Le cas de référence retenu ici porte sur 105 m², en zone H1a : après un bouquet complet, la consommation recule d'environ 14 400 kWh par an, soit près de 1 550 € au tarif de référence. Côté financement, l'assiette est plafonnée à 40 000 € HT dès trois classes gagnées, l'aide ANAH s'échelonne de 4 000 € à 32 000 € selon le revenu fiscal de référence, et l'accompagnement obligatoire est pris en charge jusqu'à 2 000 €.
La part de logements occupés par leur propriétaire indique en creux le volume du parc locatif privé concerné, et les données de Bonsecours le montrent nettement. On relève un rattachement intercommunal à Métropole Rouen Normandie, environ 2 250 logements chauffés au gaz ou au fioul, 3 201 résidences principales recensées, en zone climatique H1a. Ces valeurs ne décident d'aucun projet à elles seules, mais elles fixent l'ordre de grandeur dans lequel un chiffrage à Bonsecours est crédible.

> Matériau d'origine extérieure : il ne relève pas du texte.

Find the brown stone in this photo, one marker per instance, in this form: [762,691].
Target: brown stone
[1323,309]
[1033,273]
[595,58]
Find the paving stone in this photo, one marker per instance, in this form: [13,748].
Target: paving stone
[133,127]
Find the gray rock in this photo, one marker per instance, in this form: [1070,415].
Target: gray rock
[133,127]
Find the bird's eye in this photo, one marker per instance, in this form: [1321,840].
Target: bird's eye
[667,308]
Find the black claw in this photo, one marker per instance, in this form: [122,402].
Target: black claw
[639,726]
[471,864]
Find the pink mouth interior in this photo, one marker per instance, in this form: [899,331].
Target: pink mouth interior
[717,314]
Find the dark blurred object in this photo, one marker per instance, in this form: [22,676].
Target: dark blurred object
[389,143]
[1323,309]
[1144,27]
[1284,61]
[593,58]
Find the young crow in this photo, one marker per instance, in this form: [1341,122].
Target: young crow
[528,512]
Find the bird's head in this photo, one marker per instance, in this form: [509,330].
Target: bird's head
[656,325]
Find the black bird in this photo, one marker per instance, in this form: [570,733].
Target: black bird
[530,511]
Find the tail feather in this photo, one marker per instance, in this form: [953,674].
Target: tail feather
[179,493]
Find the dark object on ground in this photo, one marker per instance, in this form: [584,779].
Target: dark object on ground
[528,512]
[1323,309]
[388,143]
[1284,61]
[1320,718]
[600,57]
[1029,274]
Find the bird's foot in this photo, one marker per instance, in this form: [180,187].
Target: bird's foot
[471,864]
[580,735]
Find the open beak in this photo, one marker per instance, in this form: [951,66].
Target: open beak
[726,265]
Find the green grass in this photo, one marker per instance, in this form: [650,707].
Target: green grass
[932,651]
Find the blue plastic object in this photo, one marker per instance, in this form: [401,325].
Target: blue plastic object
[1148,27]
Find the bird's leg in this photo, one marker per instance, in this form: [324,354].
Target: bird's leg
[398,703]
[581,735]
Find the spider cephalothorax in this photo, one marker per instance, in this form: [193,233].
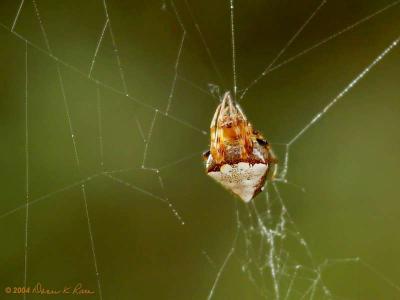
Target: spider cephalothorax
[239,157]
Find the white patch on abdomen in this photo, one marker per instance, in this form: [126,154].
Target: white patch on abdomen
[243,178]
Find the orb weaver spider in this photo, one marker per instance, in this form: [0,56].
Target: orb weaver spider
[239,158]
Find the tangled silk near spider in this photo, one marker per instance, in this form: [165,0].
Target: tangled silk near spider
[239,158]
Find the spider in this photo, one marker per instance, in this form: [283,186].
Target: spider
[239,158]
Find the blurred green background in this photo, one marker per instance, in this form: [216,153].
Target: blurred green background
[348,162]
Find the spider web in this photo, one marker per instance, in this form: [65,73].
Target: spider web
[93,128]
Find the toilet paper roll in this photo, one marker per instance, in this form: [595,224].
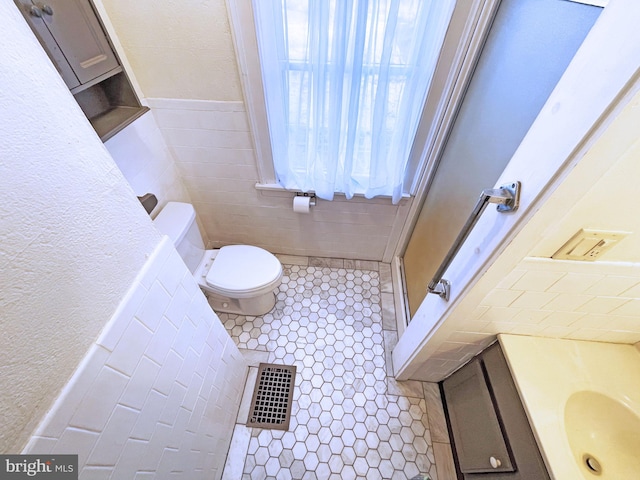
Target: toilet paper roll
[301,204]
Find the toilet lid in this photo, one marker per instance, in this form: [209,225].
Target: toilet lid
[242,268]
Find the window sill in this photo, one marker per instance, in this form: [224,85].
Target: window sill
[276,189]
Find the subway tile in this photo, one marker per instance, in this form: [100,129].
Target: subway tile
[612,286]
[171,274]
[575,283]
[152,308]
[168,372]
[77,441]
[71,397]
[114,330]
[602,304]
[99,402]
[172,404]
[161,342]
[561,319]
[146,422]
[185,137]
[128,351]
[175,310]
[111,441]
[568,302]
[500,298]
[535,300]
[138,388]
[123,392]
[512,277]
[537,281]
[630,308]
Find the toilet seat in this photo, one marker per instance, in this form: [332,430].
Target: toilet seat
[241,271]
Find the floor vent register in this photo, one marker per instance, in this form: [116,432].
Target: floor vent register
[272,397]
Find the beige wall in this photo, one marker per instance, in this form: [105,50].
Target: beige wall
[182,56]
[178,49]
[72,234]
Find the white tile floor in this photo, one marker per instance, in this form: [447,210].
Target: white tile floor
[350,418]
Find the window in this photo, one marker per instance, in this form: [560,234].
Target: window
[344,86]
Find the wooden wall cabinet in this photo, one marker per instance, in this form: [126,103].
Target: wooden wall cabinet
[490,432]
[77,44]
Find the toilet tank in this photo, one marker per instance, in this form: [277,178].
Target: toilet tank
[178,221]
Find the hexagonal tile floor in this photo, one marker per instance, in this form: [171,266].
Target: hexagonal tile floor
[349,419]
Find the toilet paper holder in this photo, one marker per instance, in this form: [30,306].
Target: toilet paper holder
[312,197]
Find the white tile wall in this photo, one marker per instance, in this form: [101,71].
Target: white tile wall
[144,159]
[214,152]
[158,393]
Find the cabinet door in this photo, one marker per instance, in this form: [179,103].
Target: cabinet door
[77,31]
[478,438]
[79,34]
[29,11]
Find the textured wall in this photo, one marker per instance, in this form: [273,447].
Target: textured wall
[178,49]
[72,234]
[158,393]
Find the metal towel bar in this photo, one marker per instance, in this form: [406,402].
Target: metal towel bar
[508,199]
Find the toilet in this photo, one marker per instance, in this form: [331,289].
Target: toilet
[236,279]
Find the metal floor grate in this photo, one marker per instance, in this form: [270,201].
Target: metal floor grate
[272,397]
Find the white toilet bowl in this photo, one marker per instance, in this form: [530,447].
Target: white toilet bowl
[237,279]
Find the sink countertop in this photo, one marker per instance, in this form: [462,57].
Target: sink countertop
[548,371]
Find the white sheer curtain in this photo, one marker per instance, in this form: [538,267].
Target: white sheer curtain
[345,82]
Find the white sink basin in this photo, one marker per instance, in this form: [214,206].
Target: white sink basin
[604,436]
[583,403]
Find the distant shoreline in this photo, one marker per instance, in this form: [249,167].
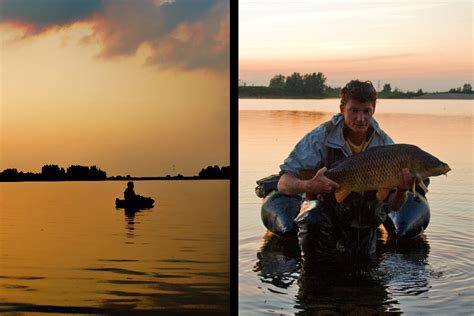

L'écart entre profils est considérable à Bonsecours : 32 000 € pour un ménage très modeste contre 4 000 € pour un ménage aux revenus supérieurs, sur la même assiette de 40 000 € HT. Pour la remise à niveau d'un logement mis en location, le montage financier n'a donc rien de commun d'un foyer à l'autre.
Vérifiez la ligne de TVA du devis à Bonsecours : 5,5 % pour la remise à niveau d'un logement mis en location sur un logement de plus de deux ans, soit 1 585 773 € sur un montant de 30 418 000 € TTC. Le taux réduit s'applique aussi à la main-d'œuvre et aux matériaux fournis par l'entreprise.
Statut d'occupation à Bonsecours : 1 981 logements occupés par leur propriétaire, soit 62 % du parc. La décision d'engager la remise à niveau d'un logement mis en location y est directe ; ailleurs, elle passe par un bailleur dont le calcul de rentabilité et les aides diffèrent.
Le critère à écrire noir sur blanc dans le devis pour la remise à niveau d'un logement mis en location à Bonsecours est les critères de décence et un engagement de loyer maîtrisé. Sans cette mention, ni l'aide ni le certificat d'économies d'énergie ne sont sécurisés, et le contrôle sur site peut conduire à un refus de versement du solde.
Dans l'ordonnancement du chantier à Bonsecours, la remise à niveau d'un logement mis en location mobilise un opérateur agréé par l'Anah pendant cinq à neuf mois. Cette durée se cale entre l'audit préalable et la mise en service du générateur : la déplacer en fin de chantier oblige presque toujours à reprendre des interfaces déjà refermées.
À la réception à Bonsecours, le document déterminant est le constat de décence après travaux. Il conditionne le versement du solde de l'aide, dont le montant maximal atteint 32 000 € pour un ménage très modeste et 18 000 € pour un ménage intermédiaire sur l'assiette de 40 000 € HT.
Le choix du scénario change l'assiette : à Bonsecours, elle passe de 30 000 € HT à deux classes à 40 000 € HT dès trois classes. Avec le logement loué chiffré autour de 30 418 000 €, l'arbitrage consiste à vérifier si le poste complémentaire nécessaire pour franchir la troisième classe coûte moins que le supplément d'aide qu'il déclenche.